3.5.1.17.11 Memory Allocation Library

For SoC designs on platforms running Linux, the SmartHLS Memory Allocation Library can be used to allocate memory in special areas outside of the areas normally used by the operating system. Memory in these areas is ensured to be physically contiguous and free from the virtual-physical mapping that is normally imposed by the operating system. Having contiguous, physically pinned down memory is required for efficient memory transfers between DDR and components on the FPGA fabric, since it avoids issues such as paging and virtual-to-physical address translation. The SmartHLS memory allocation library should be used for any accelerator arguments that use DMA Copy or Accelerator Direct Access 3.5.1.22.2 SoC Data Transfer Methods. An Example of how to use the library is shown below:

#include "hls/hls_alloc.h"

// Allocate enough memory for an array of 8 32-bit numbers in the default memory
// region using hls_malloc. This call has the same function signature as
// standard C malloc().
uint32_t array_size = 8 * sizeof(uint32_t);
uint32_t *array_ptr = (uint32_t *)hls_malloc(array_size);

// Allocate the same amount of memory in the non-cached DDR region. The second
// optional argument is used to specify which memory region to use.
uint32_t *noncached_array_ptr =
(uint32_t *)hls_malloc(array_size, HLS_ALLOC_NONCACHED);

// Use hls_memcpy to move data from one array to another. This call has the same
// signature as standard C memcpy(), with additional arguments to specify where
// the transfer is going and what method to use. In this example, we move data
// from one array in MSS DDR to another array in MSS DDR, using the hard DMA
// controller in the MSS.
hls_memcpy(noncached_array_ptr, array_ptr, array_size, HLS_ALLOC_MSS_TO_MSS,
HLS_ALLOC_PDMA);

// Free the allocated buffers using hls_free, has the same function signuture as
// standard C free().
hls_free(array_ptr);
hls_free(noncached_array_ptr);

The optional second argument in hls_malloc defines what memory region memory should be allocated in, and is of type hls_alloc_memory_type_t, defined in the hls_alloc.h. Using the SmartHLS reference SoC linux image, there are three memory regions available for use with the Memory Allocation Library, oulined in the table below. The address and size of each region can be modified to fit other Linux images by changing the hls_alloc_buffer_regions struct in hls_alloc.h and recompiling the library.

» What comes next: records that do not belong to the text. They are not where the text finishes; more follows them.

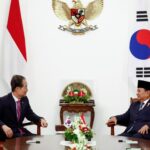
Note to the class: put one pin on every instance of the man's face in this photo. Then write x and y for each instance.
(22, 91)
(142, 94)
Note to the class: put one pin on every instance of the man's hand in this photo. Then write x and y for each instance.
(43, 123)
(112, 120)
(144, 129)
(8, 131)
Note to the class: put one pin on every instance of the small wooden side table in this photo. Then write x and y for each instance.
(77, 108)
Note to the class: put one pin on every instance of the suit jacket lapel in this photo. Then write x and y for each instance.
(13, 106)
(147, 104)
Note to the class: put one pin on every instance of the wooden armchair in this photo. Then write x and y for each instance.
(38, 126)
(112, 125)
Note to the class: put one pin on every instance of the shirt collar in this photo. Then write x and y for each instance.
(14, 97)
(145, 101)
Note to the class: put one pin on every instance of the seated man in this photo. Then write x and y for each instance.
(137, 117)
(14, 107)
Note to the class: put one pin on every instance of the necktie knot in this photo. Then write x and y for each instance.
(141, 106)
(18, 110)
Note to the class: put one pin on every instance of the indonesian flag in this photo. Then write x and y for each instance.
(13, 54)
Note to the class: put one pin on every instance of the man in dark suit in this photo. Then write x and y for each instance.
(137, 117)
(14, 107)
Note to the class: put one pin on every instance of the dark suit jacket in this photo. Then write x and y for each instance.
(135, 118)
(8, 114)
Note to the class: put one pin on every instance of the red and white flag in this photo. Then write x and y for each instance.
(13, 48)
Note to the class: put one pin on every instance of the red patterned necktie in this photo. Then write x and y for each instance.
(18, 110)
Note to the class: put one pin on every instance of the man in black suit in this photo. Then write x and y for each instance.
(137, 117)
(14, 107)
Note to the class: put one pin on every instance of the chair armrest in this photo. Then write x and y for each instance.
(60, 128)
(32, 123)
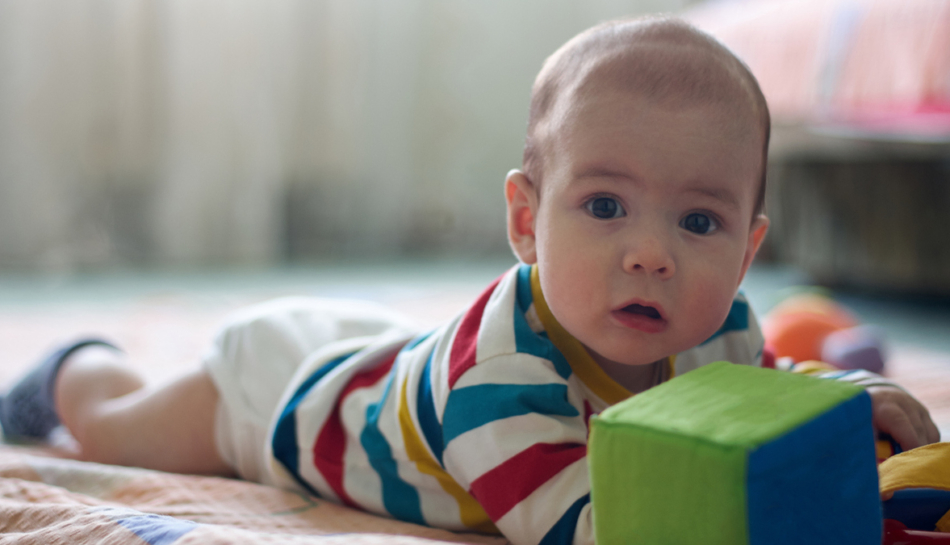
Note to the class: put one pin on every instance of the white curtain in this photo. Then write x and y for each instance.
(243, 131)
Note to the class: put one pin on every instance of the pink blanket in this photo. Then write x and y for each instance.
(53, 500)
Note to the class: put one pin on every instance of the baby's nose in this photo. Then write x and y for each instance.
(650, 256)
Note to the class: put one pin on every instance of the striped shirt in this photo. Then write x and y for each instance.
(480, 425)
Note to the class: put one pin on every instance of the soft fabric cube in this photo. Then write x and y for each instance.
(737, 455)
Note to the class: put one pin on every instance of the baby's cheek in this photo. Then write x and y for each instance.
(709, 305)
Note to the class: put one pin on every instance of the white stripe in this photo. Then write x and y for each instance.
(534, 516)
(474, 453)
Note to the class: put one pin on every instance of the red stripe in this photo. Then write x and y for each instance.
(506, 485)
(462, 356)
(330, 446)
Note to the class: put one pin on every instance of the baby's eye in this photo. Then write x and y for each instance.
(699, 223)
(605, 208)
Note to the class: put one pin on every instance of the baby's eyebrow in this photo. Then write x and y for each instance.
(724, 196)
(603, 172)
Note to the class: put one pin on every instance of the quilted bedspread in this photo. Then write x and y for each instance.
(48, 500)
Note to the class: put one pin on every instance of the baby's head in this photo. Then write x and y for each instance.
(642, 187)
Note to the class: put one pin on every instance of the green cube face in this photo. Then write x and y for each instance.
(733, 454)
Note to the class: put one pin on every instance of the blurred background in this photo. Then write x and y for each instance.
(163, 162)
(182, 134)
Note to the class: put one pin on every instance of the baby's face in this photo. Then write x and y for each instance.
(643, 227)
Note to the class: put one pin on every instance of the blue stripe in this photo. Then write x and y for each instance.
(563, 530)
(474, 406)
(425, 408)
(284, 442)
(157, 529)
(737, 320)
(526, 340)
(525, 298)
(399, 497)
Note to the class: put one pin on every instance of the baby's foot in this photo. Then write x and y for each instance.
(28, 409)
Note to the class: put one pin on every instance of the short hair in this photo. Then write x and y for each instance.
(660, 58)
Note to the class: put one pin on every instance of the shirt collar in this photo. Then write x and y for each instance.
(580, 360)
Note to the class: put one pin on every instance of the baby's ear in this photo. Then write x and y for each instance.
(522, 210)
(760, 226)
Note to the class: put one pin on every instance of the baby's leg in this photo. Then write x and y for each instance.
(117, 420)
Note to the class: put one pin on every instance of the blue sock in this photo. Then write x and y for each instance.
(28, 409)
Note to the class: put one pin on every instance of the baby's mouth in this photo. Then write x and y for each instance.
(644, 318)
(642, 310)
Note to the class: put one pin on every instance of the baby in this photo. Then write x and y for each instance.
(635, 218)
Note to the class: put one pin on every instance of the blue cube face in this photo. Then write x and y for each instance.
(818, 483)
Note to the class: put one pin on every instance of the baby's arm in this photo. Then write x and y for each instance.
(516, 439)
(898, 414)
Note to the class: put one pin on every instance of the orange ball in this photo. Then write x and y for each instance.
(798, 326)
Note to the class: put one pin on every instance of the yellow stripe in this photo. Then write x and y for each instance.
(470, 511)
(577, 356)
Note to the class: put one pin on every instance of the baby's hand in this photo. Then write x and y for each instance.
(898, 414)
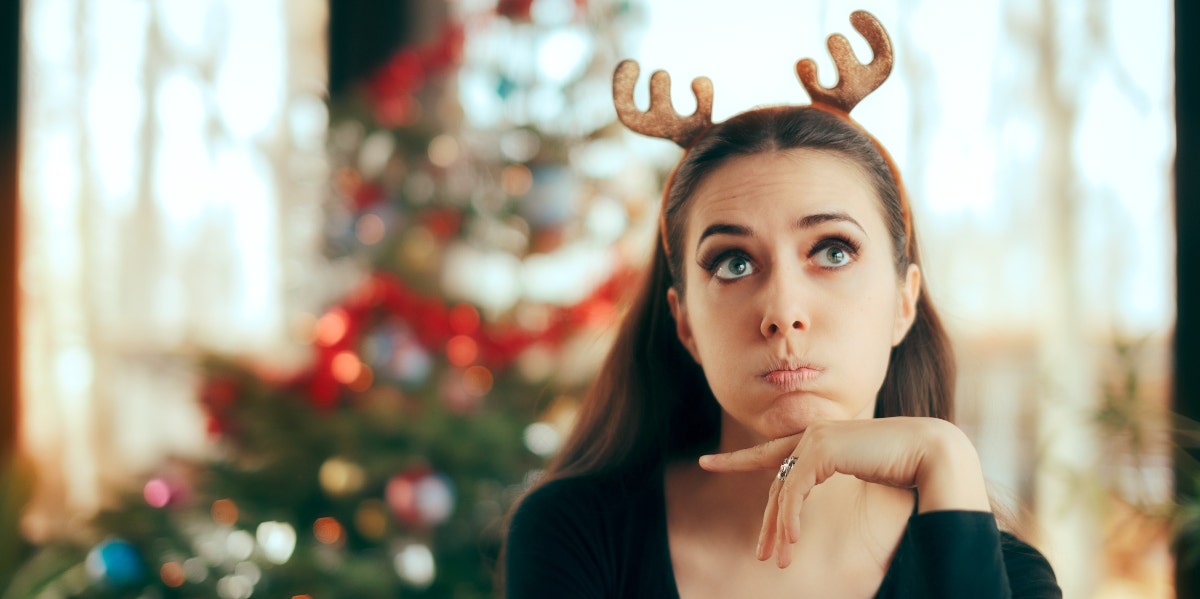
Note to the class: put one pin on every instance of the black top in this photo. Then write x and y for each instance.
(591, 538)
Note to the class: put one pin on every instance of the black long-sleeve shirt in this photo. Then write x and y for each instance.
(593, 538)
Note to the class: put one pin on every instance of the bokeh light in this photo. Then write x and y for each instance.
(331, 327)
(462, 351)
(328, 529)
(225, 511)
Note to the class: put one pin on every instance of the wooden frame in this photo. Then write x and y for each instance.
(1187, 227)
(10, 93)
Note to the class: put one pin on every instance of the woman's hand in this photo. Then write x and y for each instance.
(929, 454)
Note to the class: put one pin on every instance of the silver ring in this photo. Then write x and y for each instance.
(786, 467)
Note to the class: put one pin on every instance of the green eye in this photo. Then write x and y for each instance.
(833, 257)
(735, 267)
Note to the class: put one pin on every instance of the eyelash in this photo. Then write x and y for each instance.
(711, 262)
(844, 243)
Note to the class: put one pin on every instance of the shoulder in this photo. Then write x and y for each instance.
(571, 538)
(971, 553)
(1029, 571)
(567, 498)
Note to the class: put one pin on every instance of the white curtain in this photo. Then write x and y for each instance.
(173, 167)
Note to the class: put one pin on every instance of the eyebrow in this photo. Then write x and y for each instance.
(804, 222)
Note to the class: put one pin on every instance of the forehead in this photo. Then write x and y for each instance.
(787, 184)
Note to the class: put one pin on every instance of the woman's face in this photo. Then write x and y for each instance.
(792, 303)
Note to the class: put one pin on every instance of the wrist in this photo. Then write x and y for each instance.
(949, 475)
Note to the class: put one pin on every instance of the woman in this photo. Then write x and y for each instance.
(773, 419)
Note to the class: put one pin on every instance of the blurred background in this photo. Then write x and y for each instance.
(310, 291)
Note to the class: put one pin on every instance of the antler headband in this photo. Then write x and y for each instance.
(856, 81)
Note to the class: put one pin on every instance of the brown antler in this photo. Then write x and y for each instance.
(661, 120)
(856, 81)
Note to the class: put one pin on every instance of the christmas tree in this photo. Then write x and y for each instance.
(481, 197)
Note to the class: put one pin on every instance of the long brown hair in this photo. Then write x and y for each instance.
(651, 401)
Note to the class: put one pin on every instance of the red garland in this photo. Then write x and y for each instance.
(393, 88)
(435, 323)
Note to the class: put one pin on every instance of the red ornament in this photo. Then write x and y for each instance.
(515, 10)
(420, 497)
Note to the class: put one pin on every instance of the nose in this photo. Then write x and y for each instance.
(783, 305)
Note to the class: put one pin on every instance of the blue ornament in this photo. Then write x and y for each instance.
(505, 88)
(115, 562)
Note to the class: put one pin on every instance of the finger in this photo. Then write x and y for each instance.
(767, 532)
(791, 501)
(759, 457)
(783, 547)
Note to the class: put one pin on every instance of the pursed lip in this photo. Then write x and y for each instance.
(790, 376)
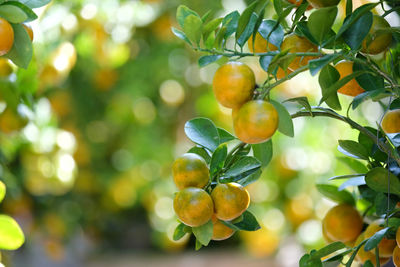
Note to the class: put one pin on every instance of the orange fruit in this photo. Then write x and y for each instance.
(230, 201)
(220, 230)
(29, 31)
(193, 206)
(260, 44)
(190, 170)
(342, 223)
(6, 36)
(296, 44)
(377, 39)
(323, 3)
(396, 256)
(233, 84)
(391, 121)
(352, 88)
(386, 246)
(255, 122)
(363, 255)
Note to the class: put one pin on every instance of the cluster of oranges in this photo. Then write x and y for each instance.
(195, 206)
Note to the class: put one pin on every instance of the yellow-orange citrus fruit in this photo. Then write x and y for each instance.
(12, 121)
(342, 223)
(386, 246)
(233, 84)
(391, 121)
(352, 88)
(29, 31)
(193, 206)
(323, 3)
(6, 36)
(190, 170)
(260, 44)
(396, 256)
(255, 122)
(363, 256)
(230, 201)
(378, 38)
(220, 230)
(5, 67)
(297, 44)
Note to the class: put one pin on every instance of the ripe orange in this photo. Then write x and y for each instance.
(342, 223)
(190, 170)
(233, 84)
(363, 255)
(386, 246)
(29, 31)
(255, 122)
(378, 39)
(391, 121)
(323, 3)
(352, 88)
(296, 44)
(230, 201)
(193, 206)
(260, 44)
(6, 36)
(220, 230)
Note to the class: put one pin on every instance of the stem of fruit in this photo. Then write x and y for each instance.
(330, 113)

RegionAddressSize (bytes)Description
HLS_ALLOC_CACHED0xae0000000x02000000Cached DDR. Default if region unspecified. Recommended for best overall transfer times.
HLS_ALLOC_NONCACHED_WCB0xd80000000x08000000Non-cached DDR with write-combine buffer. Slightly better performance than Cached DDR for writes, but worse for reads.
HLS_ALLOC_NONCACHED0xc00000000x08000000Non-cached DDR. Not recommended (lower performance than other options).

There are two extra arguments in hls_memcpy compared to the standard C memcpy. The first extra argument is of type hls_alloc_direction_t, and describes the direction in which data is moving, which is required by the underlying library to properly move data between the MSS DDR and buffers on the FPGA fabric. The second extra argument is of type hls_alloc_transfer_type_t, and allows the user to choose between two transfer methods. Selecting HLS_ALLOC_MEMCPY will invoke memcpy under the hood, and let the OS choose the best way to move the data. Selecting HLS_ALLOC_PDMA will use the platform DMA engine in the MSS to move the data. Argument types are defined as enums in hls_alloc.h.

Note: The hls_memcpy function is automatically used as part of the accelerator driver generated by SmartHLS. Users are not expected to have to invoke this function to use SmartHLS accelerators.